Roy Pearson, an administrative judge in the District of Columbia, claims that Custom Cleaners lost a pair of trousers after he took them in to be let out in the waist.
So now he is suing for a blockbuster film's opening weekend worth of dinero, after rejecting three attempts by the Chungs to settle for trifling 4-5 digit figures.
Because of his trousers being lost, he had to look like a schmuck his first day of work as a new Very Important Judge. He earned that position after spending decades as a lawyer providing free legal services to impoverished District residents.

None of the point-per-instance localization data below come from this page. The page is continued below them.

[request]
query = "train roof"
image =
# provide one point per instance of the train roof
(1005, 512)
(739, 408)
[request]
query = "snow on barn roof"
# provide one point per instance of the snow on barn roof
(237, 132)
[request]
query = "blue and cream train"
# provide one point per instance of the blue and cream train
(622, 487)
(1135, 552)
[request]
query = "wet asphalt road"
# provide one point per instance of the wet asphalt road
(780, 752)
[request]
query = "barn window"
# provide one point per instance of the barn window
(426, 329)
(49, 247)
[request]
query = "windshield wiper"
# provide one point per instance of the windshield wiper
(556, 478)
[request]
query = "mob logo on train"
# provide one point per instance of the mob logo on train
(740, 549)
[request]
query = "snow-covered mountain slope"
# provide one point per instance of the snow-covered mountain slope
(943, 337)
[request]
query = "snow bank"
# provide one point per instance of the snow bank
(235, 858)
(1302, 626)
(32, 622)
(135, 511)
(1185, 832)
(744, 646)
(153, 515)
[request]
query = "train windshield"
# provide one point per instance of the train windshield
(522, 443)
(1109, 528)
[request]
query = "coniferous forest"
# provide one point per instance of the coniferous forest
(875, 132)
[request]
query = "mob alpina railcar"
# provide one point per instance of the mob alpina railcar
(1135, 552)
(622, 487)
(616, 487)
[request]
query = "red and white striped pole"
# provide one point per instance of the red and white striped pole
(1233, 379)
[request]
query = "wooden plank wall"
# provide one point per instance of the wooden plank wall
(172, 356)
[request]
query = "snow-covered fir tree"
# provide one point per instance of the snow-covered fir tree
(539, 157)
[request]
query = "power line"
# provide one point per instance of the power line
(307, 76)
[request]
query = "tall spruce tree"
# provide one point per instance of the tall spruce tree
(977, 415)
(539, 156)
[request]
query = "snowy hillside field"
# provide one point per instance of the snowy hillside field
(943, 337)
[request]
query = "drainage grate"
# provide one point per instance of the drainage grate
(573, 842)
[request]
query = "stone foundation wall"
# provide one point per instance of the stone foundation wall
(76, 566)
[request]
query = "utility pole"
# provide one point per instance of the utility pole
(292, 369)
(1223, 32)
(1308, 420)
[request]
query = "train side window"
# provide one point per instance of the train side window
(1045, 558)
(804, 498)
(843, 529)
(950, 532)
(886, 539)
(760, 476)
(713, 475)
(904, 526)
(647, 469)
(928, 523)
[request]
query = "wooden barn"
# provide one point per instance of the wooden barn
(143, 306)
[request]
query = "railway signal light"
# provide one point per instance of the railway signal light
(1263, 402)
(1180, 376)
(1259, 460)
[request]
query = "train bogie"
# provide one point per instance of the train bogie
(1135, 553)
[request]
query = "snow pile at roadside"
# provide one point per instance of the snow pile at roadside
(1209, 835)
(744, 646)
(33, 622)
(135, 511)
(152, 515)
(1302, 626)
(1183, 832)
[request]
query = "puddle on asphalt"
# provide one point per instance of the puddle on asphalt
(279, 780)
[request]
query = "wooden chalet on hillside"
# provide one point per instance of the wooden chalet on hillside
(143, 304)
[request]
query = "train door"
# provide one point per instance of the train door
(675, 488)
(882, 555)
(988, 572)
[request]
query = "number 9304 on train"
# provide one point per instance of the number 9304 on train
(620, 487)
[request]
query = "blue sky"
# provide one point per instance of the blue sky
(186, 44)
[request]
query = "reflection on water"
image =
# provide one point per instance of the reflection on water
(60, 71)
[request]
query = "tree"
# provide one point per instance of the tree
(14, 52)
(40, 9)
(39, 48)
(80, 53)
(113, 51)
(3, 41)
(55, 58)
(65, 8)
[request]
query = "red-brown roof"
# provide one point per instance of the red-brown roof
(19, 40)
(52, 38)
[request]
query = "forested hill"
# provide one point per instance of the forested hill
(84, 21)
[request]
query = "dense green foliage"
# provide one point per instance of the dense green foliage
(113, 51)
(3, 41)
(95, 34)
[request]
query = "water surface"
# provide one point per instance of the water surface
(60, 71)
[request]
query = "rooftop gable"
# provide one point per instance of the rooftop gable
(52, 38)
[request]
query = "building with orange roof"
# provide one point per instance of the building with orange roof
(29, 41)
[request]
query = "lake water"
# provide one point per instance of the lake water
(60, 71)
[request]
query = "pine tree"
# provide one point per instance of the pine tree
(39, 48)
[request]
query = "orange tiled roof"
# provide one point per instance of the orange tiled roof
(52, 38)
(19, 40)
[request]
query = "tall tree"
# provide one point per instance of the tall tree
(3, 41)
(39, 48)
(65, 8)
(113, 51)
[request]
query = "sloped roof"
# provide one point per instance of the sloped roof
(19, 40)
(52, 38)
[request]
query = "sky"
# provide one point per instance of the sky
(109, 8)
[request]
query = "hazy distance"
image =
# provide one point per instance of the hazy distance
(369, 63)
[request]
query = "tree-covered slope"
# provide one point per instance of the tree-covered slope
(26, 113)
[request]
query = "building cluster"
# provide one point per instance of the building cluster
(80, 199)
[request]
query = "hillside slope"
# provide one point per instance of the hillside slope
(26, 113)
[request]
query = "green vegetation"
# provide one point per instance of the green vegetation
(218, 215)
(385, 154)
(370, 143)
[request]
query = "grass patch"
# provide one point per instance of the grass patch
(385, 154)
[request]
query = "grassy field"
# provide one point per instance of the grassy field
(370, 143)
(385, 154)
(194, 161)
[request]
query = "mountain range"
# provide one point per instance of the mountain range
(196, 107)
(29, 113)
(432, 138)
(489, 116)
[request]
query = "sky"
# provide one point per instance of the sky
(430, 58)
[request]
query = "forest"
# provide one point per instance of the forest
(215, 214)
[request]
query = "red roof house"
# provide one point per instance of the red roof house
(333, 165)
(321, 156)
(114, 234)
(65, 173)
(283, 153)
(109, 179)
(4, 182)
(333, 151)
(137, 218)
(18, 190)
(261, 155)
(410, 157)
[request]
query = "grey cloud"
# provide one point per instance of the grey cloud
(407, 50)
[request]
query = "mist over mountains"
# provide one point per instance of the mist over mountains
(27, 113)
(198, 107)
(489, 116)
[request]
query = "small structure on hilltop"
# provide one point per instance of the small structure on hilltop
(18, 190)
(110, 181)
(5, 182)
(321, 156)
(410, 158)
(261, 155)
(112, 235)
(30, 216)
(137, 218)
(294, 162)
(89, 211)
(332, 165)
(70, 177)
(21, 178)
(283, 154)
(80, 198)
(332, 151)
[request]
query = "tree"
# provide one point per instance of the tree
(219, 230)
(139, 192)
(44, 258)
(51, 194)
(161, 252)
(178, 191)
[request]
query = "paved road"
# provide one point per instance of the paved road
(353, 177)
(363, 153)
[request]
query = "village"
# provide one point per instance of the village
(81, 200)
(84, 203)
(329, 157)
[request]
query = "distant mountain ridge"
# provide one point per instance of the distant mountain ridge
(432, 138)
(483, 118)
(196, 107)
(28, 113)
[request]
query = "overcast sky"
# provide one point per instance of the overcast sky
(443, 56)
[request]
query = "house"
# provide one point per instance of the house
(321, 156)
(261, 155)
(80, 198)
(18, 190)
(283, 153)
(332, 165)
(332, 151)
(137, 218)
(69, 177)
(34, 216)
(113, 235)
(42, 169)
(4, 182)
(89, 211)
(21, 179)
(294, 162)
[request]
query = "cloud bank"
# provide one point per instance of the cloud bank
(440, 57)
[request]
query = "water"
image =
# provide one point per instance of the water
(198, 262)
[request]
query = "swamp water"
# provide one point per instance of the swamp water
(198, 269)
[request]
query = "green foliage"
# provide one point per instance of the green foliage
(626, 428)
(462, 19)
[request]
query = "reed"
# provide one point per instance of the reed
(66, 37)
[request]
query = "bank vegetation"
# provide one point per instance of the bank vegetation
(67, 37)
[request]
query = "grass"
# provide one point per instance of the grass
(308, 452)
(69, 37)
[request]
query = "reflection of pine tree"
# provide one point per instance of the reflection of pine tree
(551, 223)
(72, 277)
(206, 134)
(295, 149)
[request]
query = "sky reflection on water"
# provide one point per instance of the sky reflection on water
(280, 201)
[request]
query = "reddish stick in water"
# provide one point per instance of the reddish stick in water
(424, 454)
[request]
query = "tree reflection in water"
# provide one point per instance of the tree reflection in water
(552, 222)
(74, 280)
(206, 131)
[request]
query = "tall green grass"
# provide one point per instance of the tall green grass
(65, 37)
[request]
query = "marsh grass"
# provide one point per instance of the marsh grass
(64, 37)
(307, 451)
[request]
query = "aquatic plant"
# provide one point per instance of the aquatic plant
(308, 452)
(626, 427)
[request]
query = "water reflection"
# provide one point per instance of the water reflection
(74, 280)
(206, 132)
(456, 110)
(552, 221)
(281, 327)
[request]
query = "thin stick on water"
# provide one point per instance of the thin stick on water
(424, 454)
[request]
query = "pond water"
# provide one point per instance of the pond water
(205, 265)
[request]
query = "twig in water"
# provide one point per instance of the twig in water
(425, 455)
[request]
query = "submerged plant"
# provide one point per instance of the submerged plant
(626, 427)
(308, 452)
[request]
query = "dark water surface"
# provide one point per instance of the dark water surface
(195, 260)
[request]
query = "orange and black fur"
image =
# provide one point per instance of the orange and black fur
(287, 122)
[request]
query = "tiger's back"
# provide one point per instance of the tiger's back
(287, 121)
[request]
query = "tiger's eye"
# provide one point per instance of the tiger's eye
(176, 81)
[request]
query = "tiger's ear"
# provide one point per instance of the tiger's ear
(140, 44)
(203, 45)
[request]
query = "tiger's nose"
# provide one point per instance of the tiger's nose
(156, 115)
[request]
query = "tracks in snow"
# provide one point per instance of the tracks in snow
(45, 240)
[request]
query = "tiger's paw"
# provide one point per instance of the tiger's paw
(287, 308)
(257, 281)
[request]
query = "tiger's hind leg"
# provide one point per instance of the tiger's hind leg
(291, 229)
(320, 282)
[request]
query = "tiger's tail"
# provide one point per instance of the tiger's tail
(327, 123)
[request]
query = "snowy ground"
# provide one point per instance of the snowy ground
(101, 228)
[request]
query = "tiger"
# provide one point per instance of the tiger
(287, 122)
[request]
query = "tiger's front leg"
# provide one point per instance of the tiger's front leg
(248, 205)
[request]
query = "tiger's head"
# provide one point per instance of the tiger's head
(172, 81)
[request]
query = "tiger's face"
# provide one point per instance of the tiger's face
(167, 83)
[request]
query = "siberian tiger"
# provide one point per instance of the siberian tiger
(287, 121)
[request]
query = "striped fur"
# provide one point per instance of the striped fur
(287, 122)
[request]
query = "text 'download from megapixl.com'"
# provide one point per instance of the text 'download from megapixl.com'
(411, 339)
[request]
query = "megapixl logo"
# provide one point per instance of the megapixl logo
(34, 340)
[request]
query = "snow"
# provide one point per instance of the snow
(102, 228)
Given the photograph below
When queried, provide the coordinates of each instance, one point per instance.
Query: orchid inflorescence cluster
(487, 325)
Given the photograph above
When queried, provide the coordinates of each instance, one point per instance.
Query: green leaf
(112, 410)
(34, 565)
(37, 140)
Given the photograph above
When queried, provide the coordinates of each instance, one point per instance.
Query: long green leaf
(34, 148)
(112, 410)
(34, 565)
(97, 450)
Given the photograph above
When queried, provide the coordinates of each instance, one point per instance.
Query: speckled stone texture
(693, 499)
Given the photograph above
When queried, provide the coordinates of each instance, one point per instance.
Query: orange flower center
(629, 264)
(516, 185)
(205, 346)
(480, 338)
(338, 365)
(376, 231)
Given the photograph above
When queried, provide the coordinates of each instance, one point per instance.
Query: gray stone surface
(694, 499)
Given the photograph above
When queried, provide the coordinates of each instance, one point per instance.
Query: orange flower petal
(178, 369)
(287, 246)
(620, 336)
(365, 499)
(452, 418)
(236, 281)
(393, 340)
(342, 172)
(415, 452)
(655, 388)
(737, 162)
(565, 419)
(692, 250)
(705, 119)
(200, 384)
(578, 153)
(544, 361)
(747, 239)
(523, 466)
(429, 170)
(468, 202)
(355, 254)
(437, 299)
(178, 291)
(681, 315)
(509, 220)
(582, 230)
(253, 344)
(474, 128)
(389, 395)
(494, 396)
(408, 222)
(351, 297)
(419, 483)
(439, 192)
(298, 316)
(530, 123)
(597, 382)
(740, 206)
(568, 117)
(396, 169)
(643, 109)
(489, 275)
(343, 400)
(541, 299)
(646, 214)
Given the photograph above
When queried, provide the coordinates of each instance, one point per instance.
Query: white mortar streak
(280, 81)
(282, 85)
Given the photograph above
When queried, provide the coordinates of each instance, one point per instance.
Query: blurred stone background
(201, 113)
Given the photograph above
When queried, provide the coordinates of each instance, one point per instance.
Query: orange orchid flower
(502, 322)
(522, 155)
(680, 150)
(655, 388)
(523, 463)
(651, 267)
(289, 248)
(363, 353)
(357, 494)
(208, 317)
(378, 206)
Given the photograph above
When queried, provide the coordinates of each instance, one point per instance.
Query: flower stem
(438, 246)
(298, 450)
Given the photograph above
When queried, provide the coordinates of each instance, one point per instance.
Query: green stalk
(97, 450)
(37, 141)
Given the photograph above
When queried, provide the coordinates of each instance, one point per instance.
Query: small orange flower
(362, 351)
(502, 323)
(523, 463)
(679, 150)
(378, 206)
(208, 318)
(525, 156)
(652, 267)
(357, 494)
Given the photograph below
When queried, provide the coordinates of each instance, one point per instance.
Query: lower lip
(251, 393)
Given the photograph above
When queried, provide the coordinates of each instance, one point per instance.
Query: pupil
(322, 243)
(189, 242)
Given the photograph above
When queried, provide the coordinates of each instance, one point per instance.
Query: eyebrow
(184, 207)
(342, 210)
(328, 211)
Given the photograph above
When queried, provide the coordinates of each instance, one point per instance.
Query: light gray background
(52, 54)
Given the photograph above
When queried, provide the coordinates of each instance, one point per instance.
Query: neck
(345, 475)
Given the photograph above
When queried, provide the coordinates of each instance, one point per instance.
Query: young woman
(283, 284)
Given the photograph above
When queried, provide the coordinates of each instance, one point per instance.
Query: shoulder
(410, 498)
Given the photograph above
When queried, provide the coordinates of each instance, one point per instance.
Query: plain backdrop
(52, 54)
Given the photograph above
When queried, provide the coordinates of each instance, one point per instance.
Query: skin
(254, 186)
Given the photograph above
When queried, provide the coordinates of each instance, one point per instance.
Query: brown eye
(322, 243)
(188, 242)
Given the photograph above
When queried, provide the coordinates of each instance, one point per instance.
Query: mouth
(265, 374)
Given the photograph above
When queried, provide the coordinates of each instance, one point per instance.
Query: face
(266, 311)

The Chungs, who own and operate Custom Cleaners, are Korean immigrants who live in Virginia. So he doesn't care about impoverishing them with outrageous court costs, of course.
He won't give Custom Cleaners his business any longer, so he has to rent a car to get to a dry cleaner every weekend. Apparently the Right to Someone Else Doing Your Laundry is in the Constitution, or something.
Hey, Judge Pearson: maybe walking that overburdensome mile to the next closest cleaner every weekend would mean your trousers wouldn't need to be taken in at all.
ABC News calculated that for $67 million, you could buy 4,115 new pairs of pants at the $800 he claimed they were worth.
The Chungs have received so much public support that their law firm started a legal defense fund.
Incidentally, the District of Columbia's budget and laws are determined by the US Congress, in which DC does not having voting representation. In other words, if you're an American, you help pay this judge's salary. I wonder how much of his time he spends on this case while he is at work?